Touching little lives
In the last two months, I’ve had the opportunity to look at two great medical projects that have quite a lot in common. Both are undertaken by the “richer” Rotary Districts located in the two most prosperous and powerful metros of India — Delhi and Mumbai — Districts 3012 and 3141. First of all, both want to change the lives of children; secondly, both have their District Governors as well as Rotarians fired up with the enthusiasm, energy, passion and almost a crusading spirit to push the boundaries as far as possible, in these two mega humanitarian projects.

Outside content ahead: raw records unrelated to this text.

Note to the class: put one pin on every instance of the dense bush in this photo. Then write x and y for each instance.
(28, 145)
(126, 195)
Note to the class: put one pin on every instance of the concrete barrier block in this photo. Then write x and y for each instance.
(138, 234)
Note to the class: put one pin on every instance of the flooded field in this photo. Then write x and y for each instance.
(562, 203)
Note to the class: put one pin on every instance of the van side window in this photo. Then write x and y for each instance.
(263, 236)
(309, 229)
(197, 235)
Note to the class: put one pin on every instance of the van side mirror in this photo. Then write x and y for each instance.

In Delhi, I found a very enthusiastic and excited DG of 3012, Sharat Jain, all fired up to embrace and enlarge the scope of the project started by the Rotary Club of Delhi Riverside to give the gift of hearing to children who were either born hearing deficient or had turned deaf due to some infection or disease. Running as it does the Rotary Institute for Special Children, it was a natural fit for the club to get involved in the passionate pursuit of ENT Surgeon Dr J M Hans, a Padmashri recipient, to fit such children with cochlear implants and help them to get back their hearing, and then speech. The cover story tells you all about how after witnessing the dramatic difference the implant made in these little lives — often, in villages, such hearing handicapped children, who can’t speak, are classified “mad” and locked up in houses — the DG has thrown his weight behind this project, naming it One More Life. Using Rotary’s “cascading effect”, he hopes to multiply the project’s reach and raise at least Rs 1 crore by the end of his term to help many more children.

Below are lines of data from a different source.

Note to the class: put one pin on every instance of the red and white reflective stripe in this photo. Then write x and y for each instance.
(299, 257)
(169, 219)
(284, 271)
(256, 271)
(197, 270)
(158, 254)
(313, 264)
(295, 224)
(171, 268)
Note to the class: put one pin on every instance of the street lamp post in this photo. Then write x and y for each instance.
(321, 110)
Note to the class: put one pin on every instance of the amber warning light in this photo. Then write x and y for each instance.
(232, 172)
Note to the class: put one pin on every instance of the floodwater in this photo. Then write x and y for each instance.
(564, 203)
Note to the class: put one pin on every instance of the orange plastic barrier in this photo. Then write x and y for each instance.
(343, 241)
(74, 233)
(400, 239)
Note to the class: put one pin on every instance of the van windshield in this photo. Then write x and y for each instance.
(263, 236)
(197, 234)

In Mumbai, I found matching passion and commitment in District 3141 DG Gopal Rai Mandhania, who has embraced the Touching Little Hearts project, wherein several clubs raise money to help perform paediatric heart surgeries to save the lives of children from poor families, who can never afford such care under the best of medical facilities. At the swank Kokilaben Dhirubhai Ambani Multispecialty Hospital, I met a bunch of Rotarians who devote their time, energy and help raise funds for operating children with heart disease. Some of the babies who are operated upon are barely a few days or weeks old, and the gratitude that you see in the parents’ eyes tells you stories that words cannot convey.

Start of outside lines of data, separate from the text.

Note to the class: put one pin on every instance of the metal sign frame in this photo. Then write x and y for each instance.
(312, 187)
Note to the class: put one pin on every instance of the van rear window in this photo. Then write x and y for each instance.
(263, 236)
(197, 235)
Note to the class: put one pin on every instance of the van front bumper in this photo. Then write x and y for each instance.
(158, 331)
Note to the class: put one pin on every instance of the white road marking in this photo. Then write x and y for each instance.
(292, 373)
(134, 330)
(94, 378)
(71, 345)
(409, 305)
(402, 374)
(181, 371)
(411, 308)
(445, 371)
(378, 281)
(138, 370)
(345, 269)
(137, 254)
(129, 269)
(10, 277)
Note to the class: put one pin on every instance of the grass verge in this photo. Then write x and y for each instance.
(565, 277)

In both these projects, much more than the funds raised, it is personal interest, relentless work and follow-up action, done by a band of Rotarians that is giving hope to the hopeless. One refrain I heard repeatedly in both Delhi and Mumbai was: Raising money is not a problem; money, however big the sum, comes if there is focus, commitment, passion and direction, and if the cause is the right one. If in the cochlear implant project Dr Hans, whose life’s passion has been to do these surgeries, is the rallying point, in the paediatric heart surgeries, it is the dedication of the smiling, soft-spoken Paediatric Heart Surgeon Dr Suresh Rao that inspires Mumbai’s Rotarians to raise funds and provide all other required support to ensure that this year 100 little hearts will be healed. While the cochlear implant story is covered in this issue, the article describing the D 3141 project will be covered in a subsequent issue of Rotary News.